Une étude révèle un changement climatique significatif dans le Pacifique Sud il y a environ 1 000 ans, les îles occidentales se desséchant tandis que les orientales devenaient plus humides. Ce basculement a coïncidé avec la dernière grande vague de migration polynésienne vers l’est. Les chercheurs suggèrent que les communautés ont migré pour suivre des sources de précipitations fiables à travers l’océan.
Des chercheurs de l’University of Southampton et de l’University of East Anglia ont mis au jour des preuves d’un important basculement hydroclimatique dans le Pacifique Sud débutant il y a environ 1 000 ans. Via le projet PROMS, qui étudie les précipitations dans le Pacifique sur des échelles millénaires, l’équipe a analysé des carottes sédimentaires d’îles comme Tahiti et Nuku Hiva en Polynésie orientale. En étudiant les cires végétales dans ces carottes, ils ont reconstruit les schémas de précipitations sur les 1 500 dernières années, révélant une tendance à l’assèchement en Polynésie occidentale, incluant Samoa et Tonga, contrastée par une humidité croissante en Polynésie orientale, comme la Polynésie française.
Ce changement, provoqué par des variations naturelles des températures de surface de la mer, a déplacé la zone de convergence du Pacifique Sud vers l’est entre environ 1 100 et 400 ans.

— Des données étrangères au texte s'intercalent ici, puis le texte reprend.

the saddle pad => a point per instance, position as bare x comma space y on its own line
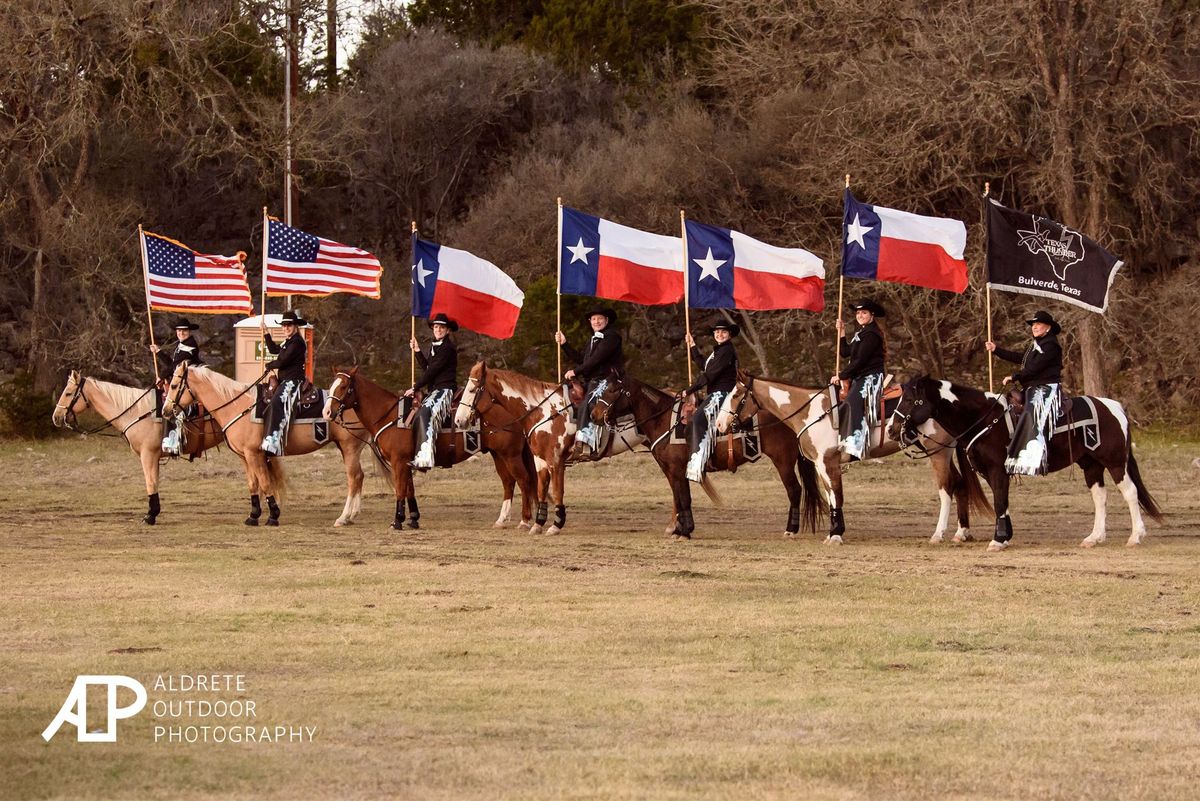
309, 409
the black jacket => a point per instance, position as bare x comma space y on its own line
1041, 362
720, 368
189, 350
864, 351
600, 355
291, 360
441, 367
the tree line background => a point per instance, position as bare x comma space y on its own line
472, 116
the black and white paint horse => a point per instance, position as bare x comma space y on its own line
1092, 433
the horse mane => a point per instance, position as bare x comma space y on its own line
121, 395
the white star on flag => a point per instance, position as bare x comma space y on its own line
856, 232
708, 266
579, 252
421, 272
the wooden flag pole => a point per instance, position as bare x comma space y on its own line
841, 282
412, 319
991, 381
687, 299
558, 289
145, 277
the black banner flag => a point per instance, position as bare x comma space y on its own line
1035, 256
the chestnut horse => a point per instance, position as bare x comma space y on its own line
510, 402
654, 411
131, 411
231, 403
809, 414
1093, 434
394, 445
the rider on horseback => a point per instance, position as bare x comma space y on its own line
1039, 375
601, 355
864, 371
186, 350
439, 377
289, 363
720, 374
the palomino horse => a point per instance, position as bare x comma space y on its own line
131, 411
510, 402
653, 413
809, 414
231, 403
393, 444
1095, 435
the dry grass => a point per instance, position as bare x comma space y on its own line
461, 662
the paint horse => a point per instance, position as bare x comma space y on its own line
510, 402
1092, 433
393, 443
654, 411
809, 414
232, 404
132, 413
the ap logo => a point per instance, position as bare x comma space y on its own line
75, 708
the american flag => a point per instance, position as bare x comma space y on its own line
180, 279
303, 264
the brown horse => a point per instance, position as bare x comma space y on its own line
231, 403
654, 417
1093, 434
393, 443
809, 414
510, 402
131, 411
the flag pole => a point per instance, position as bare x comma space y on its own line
558, 289
841, 282
262, 315
987, 191
412, 319
145, 278
687, 300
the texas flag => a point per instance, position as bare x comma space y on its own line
472, 291
889, 245
727, 269
605, 259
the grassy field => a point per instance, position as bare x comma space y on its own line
609, 662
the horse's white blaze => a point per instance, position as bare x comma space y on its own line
779, 396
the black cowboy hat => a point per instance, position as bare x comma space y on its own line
604, 311
870, 306
1042, 315
441, 317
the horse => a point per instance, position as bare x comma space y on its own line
510, 402
653, 413
809, 414
1093, 434
231, 403
394, 445
131, 411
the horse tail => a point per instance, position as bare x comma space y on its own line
1145, 499
276, 480
711, 491
811, 510
976, 499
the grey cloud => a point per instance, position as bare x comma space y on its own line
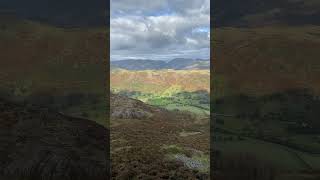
163, 36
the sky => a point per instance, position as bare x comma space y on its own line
160, 29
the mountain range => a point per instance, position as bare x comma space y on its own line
176, 64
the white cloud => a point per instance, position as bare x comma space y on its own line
143, 31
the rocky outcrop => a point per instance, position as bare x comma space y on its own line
36, 143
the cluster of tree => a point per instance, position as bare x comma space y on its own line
299, 106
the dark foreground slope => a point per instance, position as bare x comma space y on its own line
37, 143
152, 143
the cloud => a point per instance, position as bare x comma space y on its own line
163, 29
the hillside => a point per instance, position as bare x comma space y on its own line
158, 82
34, 145
60, 67
260, 61
266, 88
71, 13
257, 13
179, 90
148, 142
176, 64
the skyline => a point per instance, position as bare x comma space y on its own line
160, 30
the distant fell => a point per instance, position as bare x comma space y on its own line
176, 64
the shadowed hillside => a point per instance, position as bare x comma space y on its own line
59, 67
265, 60
38, 143
253, 13
148, 142
70, 13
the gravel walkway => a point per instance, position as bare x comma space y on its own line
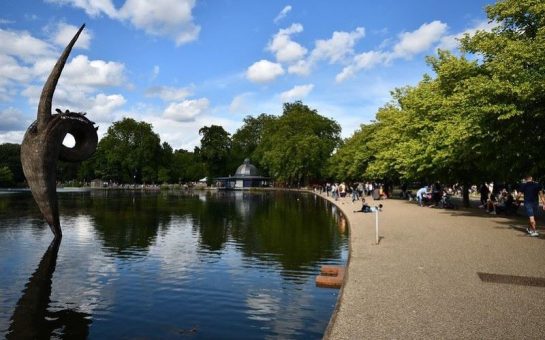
422, 281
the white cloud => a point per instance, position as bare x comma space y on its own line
187, 110
285, 49
185, 134
23, 46
412, 43
83, 71
264, 71
12, 137
409, 44
64, 33
362, 61
240, 104
301, 67
102, 106
338, 47
282, 14
11, 70
170, 18
450, 42
297, 92
12, 119
169, 94
335, 50
93, 8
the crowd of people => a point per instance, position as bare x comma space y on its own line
494, 200
355, 190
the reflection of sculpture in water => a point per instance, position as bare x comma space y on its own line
42, 145
31, 319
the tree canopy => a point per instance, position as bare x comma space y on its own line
295, 146
479, 117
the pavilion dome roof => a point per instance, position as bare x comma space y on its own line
246, 169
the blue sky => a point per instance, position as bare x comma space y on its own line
184, 64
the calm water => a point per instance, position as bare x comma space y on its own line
165, 265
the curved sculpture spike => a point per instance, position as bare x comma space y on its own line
42, 145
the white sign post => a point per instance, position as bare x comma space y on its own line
376, 224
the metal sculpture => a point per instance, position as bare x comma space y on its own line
42, 145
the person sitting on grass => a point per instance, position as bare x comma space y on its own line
366, 208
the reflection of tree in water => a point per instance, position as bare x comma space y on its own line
215, 219
129, 221
293, 229
290, 228
32, 320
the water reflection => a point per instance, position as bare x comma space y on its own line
226, 264
31, 318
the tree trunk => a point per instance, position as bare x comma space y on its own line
465, 194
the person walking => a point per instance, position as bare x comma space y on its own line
420, 195
533, 193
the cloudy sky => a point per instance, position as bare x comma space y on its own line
184, 64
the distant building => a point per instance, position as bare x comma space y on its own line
245, 177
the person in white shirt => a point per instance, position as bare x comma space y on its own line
420, 194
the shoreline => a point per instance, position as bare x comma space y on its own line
424, 278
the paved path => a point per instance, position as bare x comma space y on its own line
421, 281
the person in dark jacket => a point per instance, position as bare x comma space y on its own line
533, 193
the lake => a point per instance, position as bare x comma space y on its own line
131, 264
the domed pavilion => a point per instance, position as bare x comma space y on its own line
245, 177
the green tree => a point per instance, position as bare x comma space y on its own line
130, 151
6, 177
10, 156
187, 166
296, 146
247, 138
215, 150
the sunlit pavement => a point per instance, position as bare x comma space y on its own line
440, 274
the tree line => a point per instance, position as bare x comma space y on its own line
292, 148
479, 116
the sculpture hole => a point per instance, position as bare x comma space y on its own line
69, 141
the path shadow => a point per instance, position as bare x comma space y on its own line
517, 222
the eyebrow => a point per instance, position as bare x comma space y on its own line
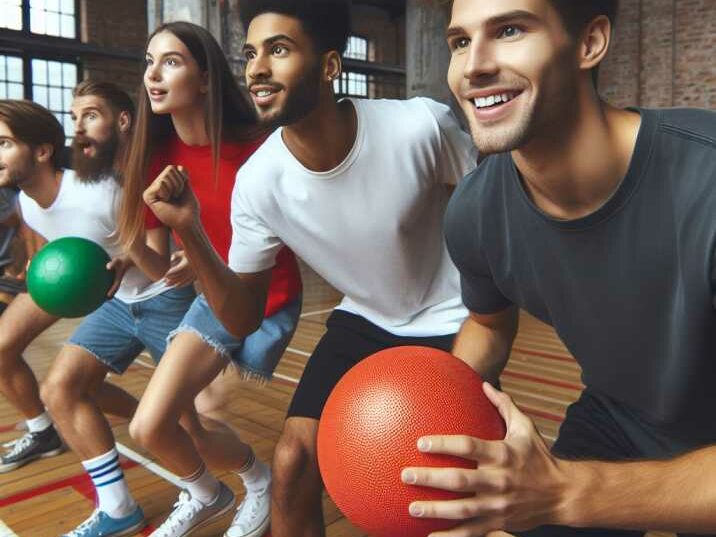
162, 55
270, 41
510, 16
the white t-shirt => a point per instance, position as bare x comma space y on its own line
371, 227
89, 210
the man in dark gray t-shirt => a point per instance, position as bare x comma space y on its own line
601, 222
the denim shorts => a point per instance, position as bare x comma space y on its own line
256, 355
117, 332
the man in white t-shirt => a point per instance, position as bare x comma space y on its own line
145, 308
358, 190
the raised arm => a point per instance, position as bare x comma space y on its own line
485, 340
238, 300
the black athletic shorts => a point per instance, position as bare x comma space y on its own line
598, 428
348, 340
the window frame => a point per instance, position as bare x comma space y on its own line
27, 32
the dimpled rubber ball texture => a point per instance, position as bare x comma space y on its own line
68, 277
369, 429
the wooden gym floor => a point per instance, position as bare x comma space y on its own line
51, 496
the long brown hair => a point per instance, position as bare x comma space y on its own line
228, 115
34, 126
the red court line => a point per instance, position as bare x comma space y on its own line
542, 380
541, 414
77, 482
551, 356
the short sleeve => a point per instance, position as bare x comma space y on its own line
480, 294
458, 155
8, 203
254, 246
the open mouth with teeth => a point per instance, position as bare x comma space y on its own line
493, 101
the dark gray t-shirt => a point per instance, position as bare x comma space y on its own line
628, 288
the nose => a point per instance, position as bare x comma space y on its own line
152, 73
79, 125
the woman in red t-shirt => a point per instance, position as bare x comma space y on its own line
191, 113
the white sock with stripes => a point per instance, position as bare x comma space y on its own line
202, 485
113, 496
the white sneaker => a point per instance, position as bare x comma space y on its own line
190, 514
253, 515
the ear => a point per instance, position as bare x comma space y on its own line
332, 66
43, 153
204, 88
124, 121
595, 42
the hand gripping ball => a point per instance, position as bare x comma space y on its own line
370, 426
68, 277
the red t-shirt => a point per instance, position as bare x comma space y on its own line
214, 195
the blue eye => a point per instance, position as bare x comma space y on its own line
509, 31
460, 43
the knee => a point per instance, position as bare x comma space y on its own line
146, 430
58, 395
294, 460
10, 355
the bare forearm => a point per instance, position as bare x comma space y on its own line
677, 495
485, 344
237, 305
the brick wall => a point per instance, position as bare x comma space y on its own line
662, 54
116, 25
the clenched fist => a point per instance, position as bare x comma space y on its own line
171, 199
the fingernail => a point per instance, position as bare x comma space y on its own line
416, 510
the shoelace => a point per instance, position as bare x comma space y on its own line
86, 526
184, 509
249, 506
17, 446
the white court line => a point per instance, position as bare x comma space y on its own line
319, 312
286, 378
149, 465
5, 531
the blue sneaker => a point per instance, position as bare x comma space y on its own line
100, 524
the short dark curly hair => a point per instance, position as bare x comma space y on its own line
326, 22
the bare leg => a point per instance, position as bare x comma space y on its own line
68, 391
212, 399
188, 366
21, 323
296, 508
115, 401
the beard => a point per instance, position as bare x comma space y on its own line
91, 169
549, 115
302, 100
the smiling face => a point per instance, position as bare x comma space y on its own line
173, 79
283, 72
16, 159
513, 70
96, 136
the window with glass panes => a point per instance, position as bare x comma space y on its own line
44, 79
45, 17
52, 83
11, 77
351, 83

La SPCZ, une vaste bande de précipitations s’étendant sur plus de 7 000 km, a vu son extrémité occidentale s’assécher tandis que sa partie orientale devenait plus humide. De telles conditions ont probablement mis sous pression les ressources en eau douce des établissements occidentaux établis, agissant comme un facteur de répulsion pour la migration.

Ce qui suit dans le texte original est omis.